Selasa, 08 Februari 2011

Only When The Goal is Unattainable


(Guidance: Listen to the video while you're reading this story)

Aku bisa melihat kamu diam di tempatmu, menyesap kopi sedikit-sedikit sambil meredakan apa yang pengap di dadamu. Menghitung, mungkin bajaj mungkin bemo yang kebetulan melintas di ujung perempatan batas terjauh mata minus itu bisa menjangkau. 

Hidup mengingatkanmu pada gerakan-gerakan tak tentu arah, fisika SMA, yang baru sekarang kamu sadari, mungkin pelajaran fisika tidak sebegitu tak bergunanya.

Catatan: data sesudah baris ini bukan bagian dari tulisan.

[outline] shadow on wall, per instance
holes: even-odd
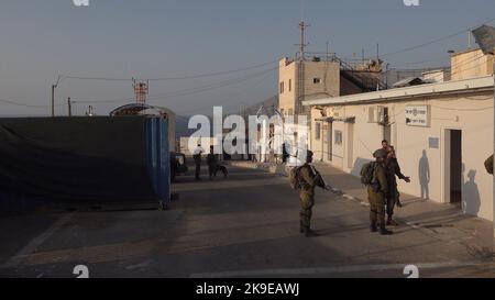
[[[422,156],[419,158],[418,164],[418,178],[420,185],[421,199],[430,199],[430,163],[426,154],[426,149],[422,151]]]
[[[373,159],[366,159],[366,158],[361,158],[358,157],[354,162],[354,166],[351,170],[351,174],[354,176],[360,177],[361,176],[361,168],[363,167],[364,164],[367,164],[370,162],[372,162]]]
[[[468,214],[477,215],[481,207],[480,190],[475,182],[476,170],[468,173],[468,181],[462,186],[462,211]],[[462,175],[464,182],[464,174]]]

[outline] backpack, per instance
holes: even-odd
[[[289,184],[294,190],[300,190],[301,188],[300,169],[301,167],[294,167],[289,171]]]
[[[375,162],[364,164],[361,168],[361,184],[372,186],[375,184]]]

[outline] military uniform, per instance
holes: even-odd
[[[195,177],[196,180],[199,180],[199,175],[201,173],[201,154],[205,151],[202,149],[201,146],[198,145],[198,147],[195,149],[194,154],[193,154],[193,159],[195,160],[195,166],[196,166],[196,171],[195,171]]]
[[[388,158],[385,164],[386,177],[388,184],[388,193],[386,195],[386,203],[387,203],[387,215],[388,219],[392,219],[394,214],[395,204],[399,202],[399,191],[397,189],[397,178],[406,180],[406,176],[400,171],[400,166],[397,162],[397,158],[392,157]]]
[[[315,205],[315,188],[324,188],[321,175],[309,164],[299,169],[300,178],[300,231],[308,232],[311,227],[312,207]]]
[[[488,174],[493,175],[493,154],[485,160],[485,168]]]
[[[386,153],[385,153],[386,155]],[[376,152],[375,157],[385,157]],[[385,196],[388,192],[386,169],[383,163],[376,162],[373,171],[373,182],[367,186],[367,199],[370,201],[370,223],[371,230],[376,231],[378,226],[382,234],[391,234],[385,229]]]
[[[213,177],[215,170],[217,169],[217,157],[215,154],[210,153],[207,156],[207,164],[208,164],[208,175],[210,176],[210,179]]]

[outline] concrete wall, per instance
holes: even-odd
[[[411,184],[400,181],[399,190],[413,196],[421,196],[421,187],[429,188],[429,198],[437,202],[450,202],[450,144],[448,130],[462,131],[462,209],[465,213],[493,220],[493,178],[484,168],[484,160],[494,146],[493,91],[470,93],[464,96],[437,96],[410,101],[376,104],[355,104],[327,108],[328,115],[341,118],[355,116],[350,126],[344,122],[333,122],[332,130],[343,132],[342,145],[333,143],[333,159],[323,160],[342,168],[344,171],[359,175],[361,166],[372,159],[372,152],[381,147],[384,127],[377,123],[369,123],[371,107],[385,105],[389,110],[392,124],[391,143],[396,147],[397,156],[405,175],[411,177]],[[428,127],[406,124],[405,108],[407,105],[429,105],[431,123]],[[312,110],[315,116],[321,114]],[[312,126],[315,127],[315,125]],[[351,132],[352,131],[352,132]],[[321,133],[323,135],[324,133]],[[352,137],[352,141],[350,140]],[[317,141],[311,133],[312,149],[316,158],[321,159],[321,140]],[[352,166],[349,164],[352,160]],[[430,181],[422,182],[429,168]]]
[[[481,49],[458,53],[451,57],[452,80],[493,75],[494,56]]]
[[[284,115],[293,114],[298,97],[299,62],[283,58],[278,67],[278,105]],[[314,79],[320,82],[315,84]],[[280,84],[284,92],[280,92]],[[305,62],[305,100],[337,97],[340,95],[340,64],[333,62]],[[301,99],[299,99],[300,101]]]

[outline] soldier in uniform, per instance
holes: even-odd
[[[300,167],[299,173],[299,199],[300,199],[300,233],[305,236],[312,236],[315,232],[311,230],[311,214],[315,205],[315,188],[320,187],[327,189],[321,175],[310,164],[312,163],[312,152],[307,152],[306,164]]]
[[[400,166],[397,162],[397,157],[395,156],[395,148],[394,146],[388,147],[387,152],[387,159],[385,163],[386,166],[386,176],[387,176],[387,184],[388,184],[388,193],[386,195],[386,203],[387,203],[387,225],[394,225],[397,226],[398,223],[392,218],[394,215],[394,208],[397,204],[397,207],[402,208],[399,201],[399,191],[397,189],[397,178],[403,179],[406,182],[410,182],[410,178],[405,176],[400,171]]]
[[[485,160],[485,168],[488,174],[493,175],[493,154]]]
[[[205,149],[201,147],[201,144],[198,144],[195,152],[193,153],[193,159],[195,160],[196,171],[195,178],[196,180],[200,180],[199,174],[201,173],[201,154],[205,153]]]
[[[377,149],[373,156],[376,158],[373,184],[367,186],[367,199],[370,200],[370,230],[380,231],[382,235],[393,234],[385,227],[385,196],[388,192],[385,159],[387,152]]]

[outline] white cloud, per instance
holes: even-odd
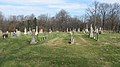
[[[120,3],[120,0],[93,0],[93,1],[98,1],[98,2],[101,2],[101,3]]]
[[[65,9],[71,13],[80,13],[88,6],[83,3],[71,3],[65,0],[0,0],[0,11],[6,15],[35,15],[50,14],[54,15],[60,9]]]
[[[76,9],[86,9],[86,4],[78,4],[78,3],[64,3],[58,5],[49,5],[50,8],[58,8],[58,9],[69,9],[69,10],[76,10]]]
[[[0,2],[22,5],[36,5],[36,4],[59,4],[64,3],[64,0],[2,0]]]

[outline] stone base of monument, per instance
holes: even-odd
[[[30,44],[37,44],[37,41],[36,41],[35,37],[32,37],[32,40],[31,40]]]

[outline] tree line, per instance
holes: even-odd
[[[0,30],[2,31],[15,31],[18,29],[24,31],[35,29],[36,26],[44,31],[66,31],[67,29],[85,29],[90,27],[90,24],[95,27],[101,27],[103,30],[110,30],[119,32],[120,30],[120,4],[108,4],[94,2],[86,9],[83,16],[71,17],[69,12],[64,9],[60,10],[55,16],[50,17],[47,14],[41,14],[36,17],[31,15],[12,15],[5,18],[0,12]]]

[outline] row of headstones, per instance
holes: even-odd
[[[38,26],[36,26],[36,30],[35,30],[35,35],[38,35],[39,33],[43,33],[43,29],[40,29],[40,31],[38,32]],[[49,33],[52,33],[52,29],[49,29]],[[27,31],[27,29],[25,28],[24,29],[24,34],[29,34],[31,35],[32,34],[32,30],[29,29],[29,31]]]
[[[93,38],[95,40],[98,40],[99,34],[102,34],[102,28],[100,27],[99,29],[95,27],[95,30],[92,27],[92,24],[90,26],[90,32],[89,32],[89,37]]]
[[[5,39],[5,38],[8,38],[8,35],[11,35],[11,36],[13,36],[13,37],[19,37],[20,35],[21,35],[21,32],[20,31],[18,31],[17,29],[16,29],[16,31],[14,31],[14,32],[8,32],[8,31],[6,31],[6,32],[2,32],[1,30],[0,30],[0,35],[2,35],[2,37]]]

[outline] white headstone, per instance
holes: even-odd
[[[35,35],[38,35],[38,26],[36,26]]]
[[[26,29],[26,27],[25,27],[25,29],[24,29],[24,34],[27,34],[27,29]]]
[[[91,38],[93,38],[94,37],[94,35],[93,35],[93,27],[92,27],[92,24],[91,24],[91,26],[90,26],[90,37]]]

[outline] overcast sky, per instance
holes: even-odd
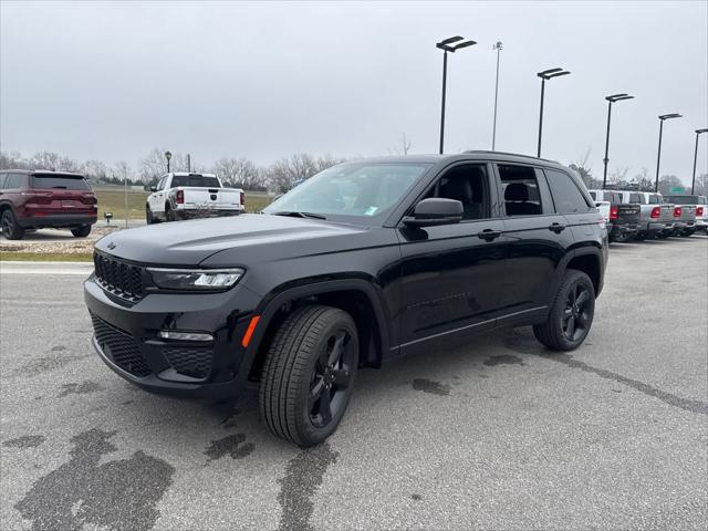
[[[442,54],[450,35],[478,45],[449,56],[446,152],[491,147],[496,52],[503,41],[497,149],[543,156],[590,148],[610,170],[690,179],[694,129],[708,126],[708,2],[1,2],[0,143],[30,155],[135,165],[153,147],[199,164],[298,152],[387,154],[405,133],[436,153]],[[699,171],[708,170],[708,135]]]

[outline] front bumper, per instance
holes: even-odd
[[[259,298],[237,284],[223,293],[150,293],[135,304],[106,293],[91,275],[84,300],[103,362],[132,384],[171,396],[223,399],[247,383],[253,353],[241,339]],[[183,310],[184,311],[180,311]],[[209,333],[210,342],[158,337],[160,330]]]
[[[23,229],[42,229],[93,225],[97,219],[95,214],[58,214],[54,216],[20,217],[18,223]]]

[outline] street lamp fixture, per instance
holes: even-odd
[[[694,177],[690,180],[690,194],[694,194],[694,188],[696,187],[696,163],[698,162],[698,137],[701,133],[708,133],[708,127],[705,129],[696,129],[696,149],[694,152]],[[706,190],[704,190],[704,194]]]
[[[631,96],[629,94],[624,94],[624,93],[612,94],[611,96],[605,96],[605,100],[607,100],[607,135],[605,136],[605,158],[603,158],[602,160],[605,165],[602,174],[603,189],[607,185],[607,163],[610,162],[610,158],[607,158],[607,154],[610,152],[610,118],[612,116],[612,104],[615,102],[621,102],[623,100],[634,100],[634,96]]]
[[[460,42],[462,41],[462,42]],[[456,44],[457,43],[457,44]],[[442,147],[445,145],[445,97],[447,90],[447,52],[455,53],[462,48],[473,46],[477,44],[475,41],[466,41],[464,37],[456,35],[435,44],[436,48],[442,50],[442,102],[440,108],[440,155],[442,155]]]
[[[659,165],[662,163],[662,134],[664,133],[664,121],[671,118],[680,118],[677,113],[662,114],[659,116],[659,147],[656,154],[656,180],[654,181],[654,191],[659,191]]]
[[[499,97],[499,55],[503,50],[503,42],[497,41],[496,44],[491,46],[492,50],[497,50],[497,81],[494,82],[494,122],[491,129],[491,150],[494,150],[494,146],[497,145],[497,100]]]
[[[545,92],[545,82],[553,77],[568,74],[570,74],[570,72],[561,67],[544,70],[543,72],[538,72],[535,74],[541,77],[541,111],[539,112],[539,147],[537,149],[537,157],[541,156],[541,136],[543,134],[543,95]]]

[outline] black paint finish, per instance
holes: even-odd
[[[273,331],[270,323],[277,323],[281,309],[293,301],[317,299],[346,311],[358,310],[360,336],[371,337],[361,342],[367,352],[360,358],[377,366],[386,357],[445,346],[497,326],[543,322],[560,279],[577,258],[585,264],[592,262],[600,293],[607,258],[606,229],[577,176],[549,160],[488,152],[405,160],[426,164],[429,169],[376,219],[242,215],[153,225],[100,240],[97,251],[129,264],[238,267],[246,273],[227,292],[152,289],[135,303],[106,293],[92,275],[84,284],[88,309],[136,340],[150,374],[136,377],[115,366],[101,348],[98,354],[118,375],[148,391],[232,398],[246,385],[252,367],[258,371],[259,346]],[[542,215],[507,216],[497,170],[501,163],[534,168],[544,204]],[[438,179],[460,165],[486,168],[486,219],[406,226],[404,217]],[[556,212],[544,169],[570,176],[586,196],[587,212]],[[253,315],[261,319],[244,348],[241,341]],[[214,355],[206,377],[188,378],[169,368],[163,354],[167,345],[157,337],[163,329],[215,336],[207,345]]]

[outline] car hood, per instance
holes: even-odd
[[[210,256],[239,248],[277,248],[287,258],[313,241],[341,241],[365,228],[315,219],[243,214],[226,218],[156,223],[121,230],[96,242],[96,249],[125,260],[155,266],[194,267]],[[272,252],[272,251],[271,251]],[[239,253],[248,263],[248,252]],[[270,254],[270,252],[269,252]],[[236,266],[236,264],[235,264]]]

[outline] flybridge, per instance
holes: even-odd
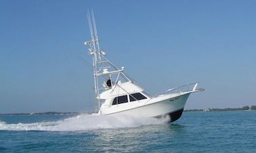
[[[100,93],[111,88],[116,85],[120,79],[125,82],[131,80],[123,73],[124,67],[121,69],[114,65],[106,57],[106,53],[100,48],[98,37],[96,23],[93,11],[87,11],[87,18],[91,34],[91,40],[86,41],[88,46],[88,53],[92,56],[94,78],[94,90],[96,97],[100,97]],[[106,82],[106,80],[107,80]],[[108,82],[108,84],[107,84]],[[100,88],[102,84],[103,88]],[[100,109],[102,102],[97,98],[98,109]]]
[[[106,57],[100,48],[93,12],[87,13],[91,40],[85,42],[92,57],[94,90],[98,114],[132,115],[141,117],[170,117],[170,121],[178,119],[191,93],[198,83],[167,90],[152,96],[144,88],[125,75],[124,67],[119,68]]]

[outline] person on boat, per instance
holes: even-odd
[[[111,80],[109,78],[106,82],[106,85],[109,87],[111,88],[112,86],[112,83],[111,83]]]

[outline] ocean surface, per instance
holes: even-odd
[[[256,111],[0,116],[0,152],[256,152]]]

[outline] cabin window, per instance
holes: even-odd
[[[125,102],[128,102],[127,95],[118,96],[118,97],[114,98],[113,100],[113,103],[112,103],[112,105],[114,105],[117,104],[123,104]]]
[[[131,95],[129,95],[129,98],[130,98],[130,102],[133,102],[133,101],[136,101],[137,100],[140,100],[146,99],[147,98],[146,96],[144,96],[141,93],[135,93],[135,94],[132,94]]]

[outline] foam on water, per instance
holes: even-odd
[[[0,121],[0,130],[11,131],[72,131],[100,129],[135,127],[147,125],[163,124],[164,119],[140,118],[131,116],[104,116],[99,115],[80,115],[58,121],[37,122],[33,123],[7,124]]]

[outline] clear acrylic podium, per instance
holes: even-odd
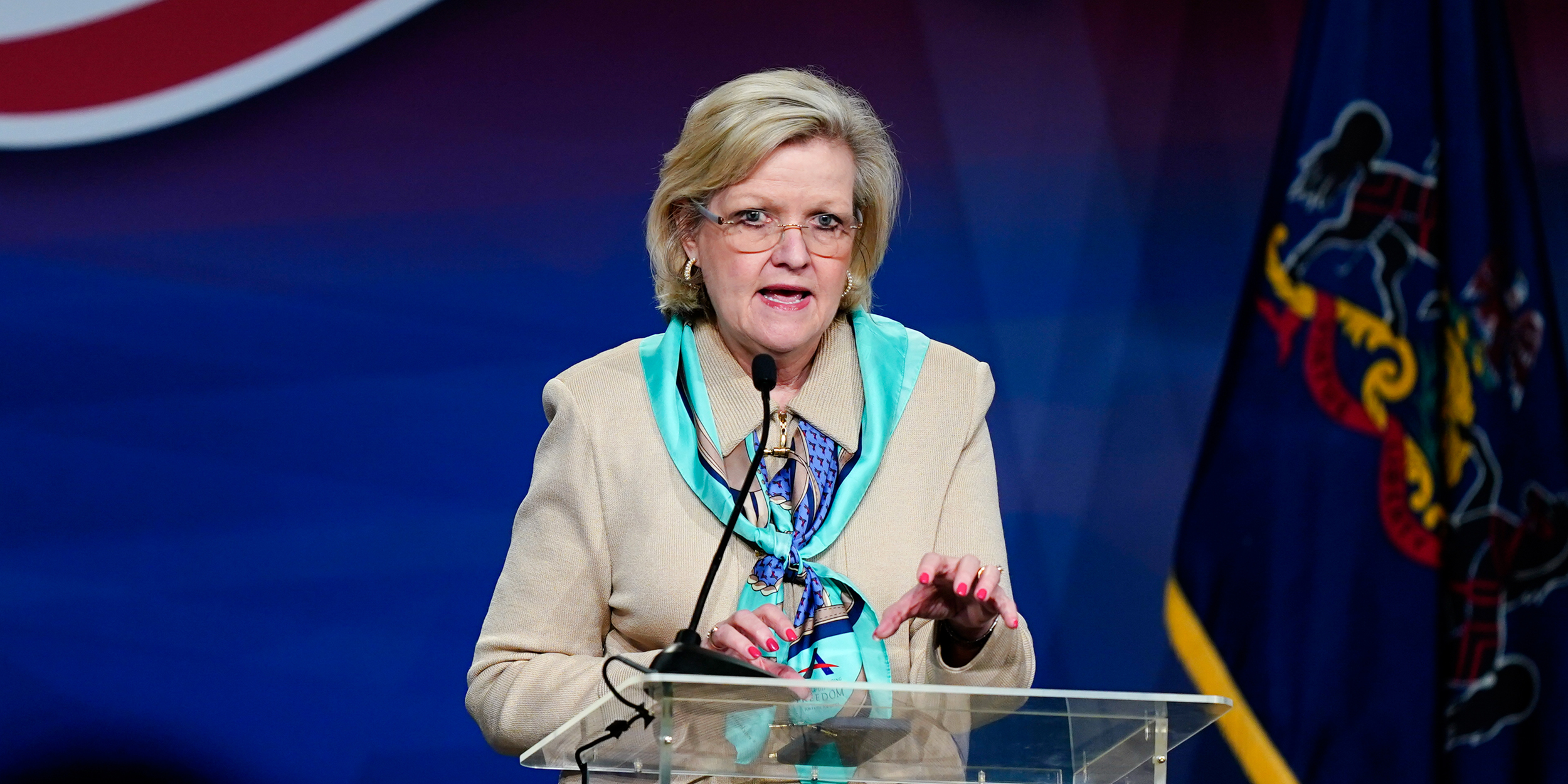
[[[638,674],[655,717],[583,753],[590,771],[903,784],[1163,784],[1167,757],[1231,709],[1223,696]],[[577,770],[579,746],[632,709],[605,695],[525,751]]]

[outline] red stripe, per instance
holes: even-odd
[[[0,44],[0,111],[144,96],[267,52],[365,0],[160,0]]]

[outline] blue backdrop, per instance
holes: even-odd
[[[1546,6],[1515,22],[1568,259]],[[662,328],[659,155],[767,66],[892,125],[878,309],[996,370],[1036,682],[1179,685],[1162,585],[1300,13],[445,0],[198,121],[0,155],[0,771],[547,778],[463,709],[539,390]]]

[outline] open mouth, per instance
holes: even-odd
[[[762,299],[773,307],[782,307],[787,310],[804,307],[806,301],[811,299],[809,290],[797,289],[793,285],[771,285],[757,293],[762,295]]]

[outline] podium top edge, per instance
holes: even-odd
[[[1185,702],[1204,706],[1234,707],[1231,698],[1218,695],[1174,695],[1159,691],[1085,691],[1073,688],[1004,688],[1004,687],[964,687],[939,684],[870,684],[866,681],[801,681],[779,677],[721,677],[721,676],[688,676],[674,673],[648,673],[629,677],[626,685],[643,684],[712,684],[712,685],[754,685],[754,687],[786,687],[809,685],[831,688],[855,688],[867,691],[906,691],[925,695],[983,695],[983,696],[1022,696],[1022,698],[1058,698],[1058,699],[1123,699],[1140,702]]]

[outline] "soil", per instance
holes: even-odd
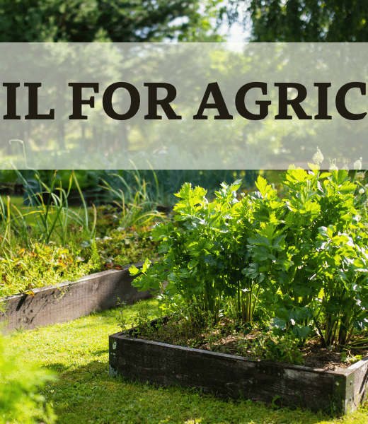
[[[139,327],[135,327],[138,329]],[[241,326],[222,318],[216,326],[193,325],[188,320],[168,321],[156,328],[148,324],[130,332],[132,336],[176,346],[195,348],[249,358],[302,365],[312,368],[334,370],[347,368],[368,356],[368,346],[343,349],[339,346],[323,348],[316,336],[304,346],[298,347],[295,341],[284,341],[269,331]],[[367,338],[365,338],[367,340]],[[354,340],[357,346],[357,340]],[[359,345],[359,343],[357,343]],[[270,348],[271,346],[272,348]],[[342,353],[343,359],[342,360]],[[344,358],[345,357],[345,358]]]

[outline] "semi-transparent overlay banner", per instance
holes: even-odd
[[[1,169],[368,168],[367,43],[1,43],[0,57]]]

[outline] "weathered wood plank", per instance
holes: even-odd
[[[111,375],[268,403],[277,399],[283,406],[345,413],[357,407],[367,382],[368,358],[353,370],[330,371],[252,361],[134,338],[124,332],[110,336],[109,343]]]
[[[136,264],[138,268],[142,264]],[[78,281],[34,289],[34,296],[21,294],[0,298],[0,331],[30,330],[59,322],[71,321],[93,311],[115,307],[117,298],[132,304],[151,297],[131,284],[130,266],[86,276]]]

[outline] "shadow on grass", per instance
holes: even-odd
[[[251,401],[215,398],[194,389],[159,387],[111,377],[106,362],[93,360],[72,370],[57,363],[52,368],[59,371],[59,379],[43,394],[53,403],[58,424],[316,424],[330,419],[299,408],[275,409]]]

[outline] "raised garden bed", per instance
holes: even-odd
[[[136,266],[142,267],[142,264]],[[130,266],[108,270],[0,298],[0,331],[8,334],[76,319],[93,311],[115,307],[117,298],[127,305],[151,297],[132,287]],[[29,294],[28,294],[29,293]]]
[[[110,375],[340,413],[355,410],[365,398],[368,358],[332,371],[134,338],[134,329],[110,336]]]

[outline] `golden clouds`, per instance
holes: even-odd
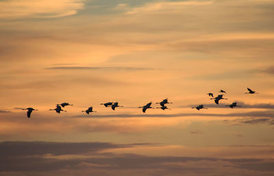
[[[54,18],[73,15],[84,0],[10,0],[0,1],[1,18]]]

Apalagi bagi orang normal yang tidak tertarik mengetahui berapa jumlah bayangan benda pada dua cermin yang berhadapan.

Dia mudah di saat mudah. Mudah di saat sulit untuk sebagian orang. Dan sulit di saat sulit. Meski bukan hal besar untuk sebagian lainnya. Tidak mudah memang, menjadi pihak yang dituntut untuk menjadi stabil, pada bidang yang tidak rata. 

Kamu mungkin menertawakanku, atau menangisiku dalam tawamu. Apa bedanya, karena tawa dan tangis sama-sama akan menghasilkan kerutan di wajahmu, sepuluh atau duapuluh tahun lagi. Paling tidak, aku ada di situ. Menjadi bagian darimu. Bagian yang bertahun-tahun lalu baru ditemukan, bahwa aku adalah sisi lain dalam tangkup burger murahan yang pernah kita habiskan, suatu siang.
----

Di tepian sisi cermin lainnya, kamu bisa melihat aku, menarik selimut sedari sore, larut dalam tokoh-tokoh novel dan menangis keras bahkan lebih dari jika tokoh itu hidup nyata di sini. Mengetahui betapa orang ini begitu mudah patah dan menjalani hidup dengan penuh teori 'seolah-olah baik-baik saja'.

Kontradisi adalah satu kata yang sudah kita sepakati sedari awal. Bahwa nyata dan maya hanyalah perkara di mana mata diletakkan pada ilustrasi soal ulangan, berapa panjang bayangan cermin cembung atau cekung. Dan ya, rupanya aku belum benar-benar memahami, bahwa kadang, seberapa keraspun mencoba, hidup masih memintamu menunggu. 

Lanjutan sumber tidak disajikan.